No city, town or village was too small to escape the diabolical schemes of the Nazis who annihilated over 6 million Jews. Over 20,000 communities were destroyed in Austria, Belgium, Czechoslovakia, France, Germany, Greece, Hungary, Lithuania, Netherlands, Poland, Romania, the former Soviet Union and Yugoslavia.

In the Concentration Camps, the Nazis forced Jewish people to wear a yellow Star of David. They also forced people they labeled as gay to wear inverted pink triangles (or ‘die Rosa-Winkel’). Hitler saw gay men as a threat to his campaign to purify Germany, because their partnerships could not bear children to grow the Aryan race he aimed to cultivate.  However, the treatment of homosexual inmates in Nazi concentration camps is a subject largely ignored by historians in both West and East Germany after the second world war. 

Not until the 1980s, when research began to focus on lesser-known victims of Nazi terror and atrocities, did attention shift to the fate of homosexuals. The Buchenwald Memorial is the site of the persecution and death of considerable numbers of prisoners identified by the pink triangle on their clothing. There they were subjected to the harshest conditions and treated as the lowest of the low in the camp hierarchy. Incarceration in concentration camps like Buchenwald marked a stage in the radicalization of Nazi policy against homosexuals.  The pink triangle is still used today by gay communities as a reminder of the past and a pledge that history will not repeat itself.

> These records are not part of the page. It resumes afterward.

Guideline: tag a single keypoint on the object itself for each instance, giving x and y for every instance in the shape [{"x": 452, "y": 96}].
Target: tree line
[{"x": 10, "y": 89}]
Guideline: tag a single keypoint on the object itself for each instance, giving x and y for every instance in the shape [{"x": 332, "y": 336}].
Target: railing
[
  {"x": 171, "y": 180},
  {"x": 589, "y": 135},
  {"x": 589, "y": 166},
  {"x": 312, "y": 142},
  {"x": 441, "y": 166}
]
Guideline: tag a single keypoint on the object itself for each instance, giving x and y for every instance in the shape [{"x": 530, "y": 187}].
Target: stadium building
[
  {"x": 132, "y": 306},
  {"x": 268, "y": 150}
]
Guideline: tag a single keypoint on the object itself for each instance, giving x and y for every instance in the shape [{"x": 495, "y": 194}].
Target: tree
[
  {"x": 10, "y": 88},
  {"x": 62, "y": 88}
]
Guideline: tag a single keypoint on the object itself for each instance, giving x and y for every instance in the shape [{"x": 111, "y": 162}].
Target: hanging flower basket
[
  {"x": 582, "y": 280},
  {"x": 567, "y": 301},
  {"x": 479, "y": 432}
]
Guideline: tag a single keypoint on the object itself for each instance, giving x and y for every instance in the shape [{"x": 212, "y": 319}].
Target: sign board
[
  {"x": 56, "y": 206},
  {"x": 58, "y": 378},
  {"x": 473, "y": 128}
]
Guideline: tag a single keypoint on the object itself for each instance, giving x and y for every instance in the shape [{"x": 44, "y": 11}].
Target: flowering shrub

In current times, many Canadian Jews are children and grandchildren of Holocaust survivors, as well as friends, neighbours, and colleagues. Under the Holocaust's looming shadow, traumatic experiences from these events affected future generations; to this day we must be honest about how our communities are influenced by these past events, and how the Holocaust shaped society. 

In light of rising anti-semitism around the world, we must also be clear when discussing anti-Semitic incidents and sentiments, confront those who deny the Holocaust happened, and most importantly continue to apply the lessons learned from this awful time in history to combat bigotry and prejudice in all its forms.